Now that I have had a few days to process the unavoidable news I am getting down to research.  I think this platform can help give information to people going through something similar, insight for those that are interested or maybe I can even get guidance here.  If nothing else it is a way to record our journey and Evan’s fight.  That is important to me.

So the to-do list is check into fertility help.  This has to get done before Evan starts chemotherapy.  I would say treatment, but he received radiation right before Addi was born.  Evan will become sterile due to his chemo and we want the option to add to our family.  We have a beautiful daughter that is 21 months old; we always wanted two.  I want her to have someone to help her go through life, aside from me.  I have a great older sister and I want Addi to experience that.  But, it doesn’t seem like now is a good time to get pregnant; however, we still want that option for the future.  Part of me thinks that having another child is unfair.  We didn’t want Addi to go through this or to even know Evan had cancer.  We thought radiation would do the trick and now she is going to have to grow up with it.  I am glad there are still options available for Evan to fight.  I know there are some out there that don’t get that…   

Secondly, we figure out how to pay for freezing sperm.  There are resources out there it is just a matter of making phone calls and price comparing so to speak. 

After that it is a huge matter of moving.  The lease at our current home runs out at the end of September.  We have the choice to move closer to Evan’s doctors in Chapel Hill or move to a state that has medical marijuana.  I could use this time to explain how I once opposed marijuana until my husband developed brain cancer and I witnessed how narcotics didn’t help ease his pain, or I could explain the ridiculous amount of pills that he ingests daily to hardly manage symptoms that accompany brain tumors, but I won’t.  Not at this moment.  The truth of the matter is marijuana helps.  Period.

I can’t change the fact that my husband has an aggressive form of brain cancer.  I can’t change the fact that he has to get chemo.  However, I can change where we live so my husband can be more comfortable during this and we won’t face persecution.  He has family in Washington, California and Maine–all states that allow medical marijuana.  His doctors are aware that we are considering moving for this reason and all but one support it. 
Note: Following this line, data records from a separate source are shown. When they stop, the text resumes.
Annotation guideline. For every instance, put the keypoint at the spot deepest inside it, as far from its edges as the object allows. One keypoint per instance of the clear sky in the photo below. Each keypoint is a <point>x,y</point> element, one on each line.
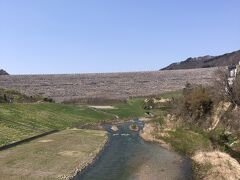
<point>78,36</point>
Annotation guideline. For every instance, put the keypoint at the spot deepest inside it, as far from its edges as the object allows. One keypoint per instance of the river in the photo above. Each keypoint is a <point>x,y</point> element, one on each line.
<point>128,157</point>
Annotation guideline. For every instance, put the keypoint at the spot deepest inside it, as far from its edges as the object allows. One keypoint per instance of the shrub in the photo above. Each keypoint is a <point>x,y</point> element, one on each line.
<point>195,105</point>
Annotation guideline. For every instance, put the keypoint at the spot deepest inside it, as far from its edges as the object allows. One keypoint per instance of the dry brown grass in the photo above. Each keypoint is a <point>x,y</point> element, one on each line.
<point>106,85</point>
<point>221,165</point>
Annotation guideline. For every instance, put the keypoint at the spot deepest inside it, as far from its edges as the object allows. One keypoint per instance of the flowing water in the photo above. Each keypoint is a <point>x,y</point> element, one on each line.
<point>128,157</point>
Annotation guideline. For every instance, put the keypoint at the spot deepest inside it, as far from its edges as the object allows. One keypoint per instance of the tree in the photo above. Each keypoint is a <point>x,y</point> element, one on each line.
<point>224,90</point>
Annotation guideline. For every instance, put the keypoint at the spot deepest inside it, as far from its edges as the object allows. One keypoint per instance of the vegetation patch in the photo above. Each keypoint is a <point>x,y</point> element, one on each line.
<point>67,153</point>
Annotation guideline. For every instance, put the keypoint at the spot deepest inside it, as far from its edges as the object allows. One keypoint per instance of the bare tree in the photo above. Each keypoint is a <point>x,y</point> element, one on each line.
<point>223,89</point>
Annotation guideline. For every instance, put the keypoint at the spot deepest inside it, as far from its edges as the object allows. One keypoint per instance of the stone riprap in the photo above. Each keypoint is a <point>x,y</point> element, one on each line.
<point>106,85</point>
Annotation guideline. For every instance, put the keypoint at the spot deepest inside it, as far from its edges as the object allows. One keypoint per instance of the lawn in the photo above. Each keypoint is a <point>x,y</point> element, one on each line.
<point>23,120</point>
<point>52,157</point>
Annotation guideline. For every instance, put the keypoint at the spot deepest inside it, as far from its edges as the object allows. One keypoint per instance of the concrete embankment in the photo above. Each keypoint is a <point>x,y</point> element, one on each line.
<point>210,165</point>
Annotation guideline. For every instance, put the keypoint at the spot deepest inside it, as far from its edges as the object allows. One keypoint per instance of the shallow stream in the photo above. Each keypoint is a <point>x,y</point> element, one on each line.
<point>128,157</point>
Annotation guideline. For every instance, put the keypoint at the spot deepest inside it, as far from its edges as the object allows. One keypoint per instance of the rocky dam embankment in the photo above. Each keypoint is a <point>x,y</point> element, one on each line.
<point>66,87</point>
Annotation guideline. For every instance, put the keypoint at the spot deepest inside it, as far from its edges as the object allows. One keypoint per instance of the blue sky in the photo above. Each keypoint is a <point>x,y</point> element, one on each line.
<point>76,36</point>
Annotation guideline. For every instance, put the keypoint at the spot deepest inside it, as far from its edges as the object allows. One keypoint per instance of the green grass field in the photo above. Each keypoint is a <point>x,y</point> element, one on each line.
<point>53,156</point>
<point>23,120</point>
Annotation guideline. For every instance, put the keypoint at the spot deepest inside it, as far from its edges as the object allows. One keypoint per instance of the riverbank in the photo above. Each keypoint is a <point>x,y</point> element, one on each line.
<point>57,156</point>
<point>207,165</point>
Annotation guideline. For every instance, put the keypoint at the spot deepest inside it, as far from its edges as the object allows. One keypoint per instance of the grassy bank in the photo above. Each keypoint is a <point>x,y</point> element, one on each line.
<point>214,152</point>
<point>56,156</point>
<point>23,120</point>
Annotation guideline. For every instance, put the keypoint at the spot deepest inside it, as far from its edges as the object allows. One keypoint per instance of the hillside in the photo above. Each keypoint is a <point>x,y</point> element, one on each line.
<point>206,61</point>
<point>3,72</point>
<point>106,85</point>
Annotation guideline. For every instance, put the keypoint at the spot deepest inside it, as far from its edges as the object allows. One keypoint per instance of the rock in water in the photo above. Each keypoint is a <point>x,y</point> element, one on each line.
<point>3,72</point>
<point>114,128</point>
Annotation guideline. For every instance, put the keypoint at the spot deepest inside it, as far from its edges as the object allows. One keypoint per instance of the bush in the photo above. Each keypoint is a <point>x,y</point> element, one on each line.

The fact is we can’t afford the amount of marijuana in this state that he needs.  The fact is my husband experiences pain, nausea, anxiety, depression, numbness in half of his body, ridiculous headaches and vision problems 24/7.  He worries about moving because he has established care with his doctors here in North Carolina, but I worry about his health if we stay here.  That’s the bottom line.  He can receive chemo in other states.  He can’t receive medical marijuana.  He can’t receive the relief he deserves.

There are a slew of things that accompany moving and planning for the future.  I will try to post our research and the overall process in hopes of helping others.